Polarity Shift Detection, Elimination and Ensemble: A Three-Stage Model for Document-Level Sentiment Analysis

2 minute read

Xia, Rui, Feng Xu, Jianfei Yu, Yong Qi, and Erik Cambria. Polarity Shift Detection, Elimination and Ensemble: A Three-Stage Model for Document-Level Sentiment Analysis. Information Processing & Management, Emotion and Sentiment in Social and Expressive Media, 52, no. 1 (January 2016): 36—45.

Introduction

This article presents an approach for handling explicit polarity shifts due to (i) negation (I don't like this movie), and (ii) contrast (Fairly good, but not my style) as well as implicit shifts due to sentiment inconsistency that appears frequently if people express different opinions towards different aspects of a product or event.

  1. Negation usually shifts the sentiment of the affected parts,
  2. Contrast can shift the polarity of neighboring sentences or subsentences. If the polarity shift is not considered, the impact of the shifted part should be decreased relatively to the unshifted part.
  3. Sentiment inconsistency can be viewed as a type of implicit contrast - i.e. the impact of the inconsistent parts should be weakened.

Method

The authors deploy a three stage model to address polarity shifts:

  1. Rules identify negation as well as forward and backward contrasts. A statistical method that draws upon the weighted log-likelihood ratio (WLLR) detects statistical inconsistencies in reviews (i.e. cases where one sentence sentiment is inconsistent with the overall document sentiment).
  2. Negation polarity shift elimination by replacing negated terms with their antonyms. The antonyms are, again, determined based on the WLLR metric obtained for terms in the training documents. For example, the most positive term would be replaced with the most negative term according to WLLR (these substitutions correspond to the relative sentiment strength rather than to the actual meaning of the term). The relevance of a term for positive/negative sentiment is computed as outlined below. $$\text{relevance}(t_i, +) = p(t_i | +) log \frac{p(t_i |+)}{p(t_i | -)}$$ $$\text{relevance}(t_i, -) = p(t_i | -) log \frac{p(t_i |-)}{p(t_i | +)}$$
  3. The polarity shift ensemble model is trained based on three components: (i) sentences for which negations have been eliminated, (ii) sentences containing contrast, and (iii) sentences with sentiment inconsistency as well as a base classifier for sentences without polarity shifts.

Evaluation

The evaluation draws upon the Multi-domain sentiment datasets by Blitzer, Dredze and Pereira (2007) that contains four datasets of 1000 positive and negative Amazon reviews each.
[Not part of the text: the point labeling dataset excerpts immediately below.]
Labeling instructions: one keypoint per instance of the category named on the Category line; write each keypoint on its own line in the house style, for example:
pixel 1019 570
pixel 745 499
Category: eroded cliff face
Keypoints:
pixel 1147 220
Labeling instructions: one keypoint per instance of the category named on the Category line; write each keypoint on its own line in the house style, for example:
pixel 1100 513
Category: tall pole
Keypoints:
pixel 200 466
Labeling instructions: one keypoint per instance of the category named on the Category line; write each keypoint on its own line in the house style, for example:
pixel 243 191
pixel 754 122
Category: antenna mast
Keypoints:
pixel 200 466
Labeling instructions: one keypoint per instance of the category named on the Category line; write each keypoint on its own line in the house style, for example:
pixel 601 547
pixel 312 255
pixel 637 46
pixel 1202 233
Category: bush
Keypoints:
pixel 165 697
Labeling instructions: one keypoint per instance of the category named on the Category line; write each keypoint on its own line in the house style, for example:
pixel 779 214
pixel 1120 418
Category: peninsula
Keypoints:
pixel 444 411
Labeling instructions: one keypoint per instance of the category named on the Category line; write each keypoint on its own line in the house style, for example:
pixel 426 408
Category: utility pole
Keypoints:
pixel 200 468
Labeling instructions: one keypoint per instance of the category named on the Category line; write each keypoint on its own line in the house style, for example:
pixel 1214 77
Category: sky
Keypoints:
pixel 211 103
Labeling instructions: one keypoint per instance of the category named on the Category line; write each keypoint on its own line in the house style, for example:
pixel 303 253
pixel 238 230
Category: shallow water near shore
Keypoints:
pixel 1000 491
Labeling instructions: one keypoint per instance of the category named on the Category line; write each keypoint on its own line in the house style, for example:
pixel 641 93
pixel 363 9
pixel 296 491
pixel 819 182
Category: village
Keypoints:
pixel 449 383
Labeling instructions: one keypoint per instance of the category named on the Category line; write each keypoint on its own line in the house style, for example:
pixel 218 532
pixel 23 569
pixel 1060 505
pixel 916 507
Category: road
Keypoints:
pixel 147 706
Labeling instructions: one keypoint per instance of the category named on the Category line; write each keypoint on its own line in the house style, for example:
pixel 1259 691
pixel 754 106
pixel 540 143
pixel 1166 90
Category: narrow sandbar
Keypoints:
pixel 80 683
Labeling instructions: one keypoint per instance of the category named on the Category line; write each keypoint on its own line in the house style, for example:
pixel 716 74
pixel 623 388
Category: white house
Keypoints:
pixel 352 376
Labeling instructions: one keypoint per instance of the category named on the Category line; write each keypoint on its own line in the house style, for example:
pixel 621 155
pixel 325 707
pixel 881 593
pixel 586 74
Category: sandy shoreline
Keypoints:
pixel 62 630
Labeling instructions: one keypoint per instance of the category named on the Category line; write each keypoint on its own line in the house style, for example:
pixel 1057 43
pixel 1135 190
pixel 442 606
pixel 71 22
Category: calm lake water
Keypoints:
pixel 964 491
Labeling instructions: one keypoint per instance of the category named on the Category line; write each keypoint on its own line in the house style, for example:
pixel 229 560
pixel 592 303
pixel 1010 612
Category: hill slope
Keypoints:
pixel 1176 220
The authors use linear SVM (LibSVM), logistic regression (LibLinear) and Naive Bayes (OpenPR-NB) to evaluate their approach against the following four methods:

  1. Baseline (bag of words without negation detection)
  2. Das (2001): negated words are marked with the suffix "-NOT" prior to training and classification.
  3. REV: sentiment words in the scope of negation are reversed to their antonyms.
  4. Li et al. (2010): text is separated into a polarity-shifted and polarity-unshifted fraction based on which two classifiers are trained.
  5. the presented approach
The evaluation demonstrates that the presented approach outperforms all methods used in the experiments.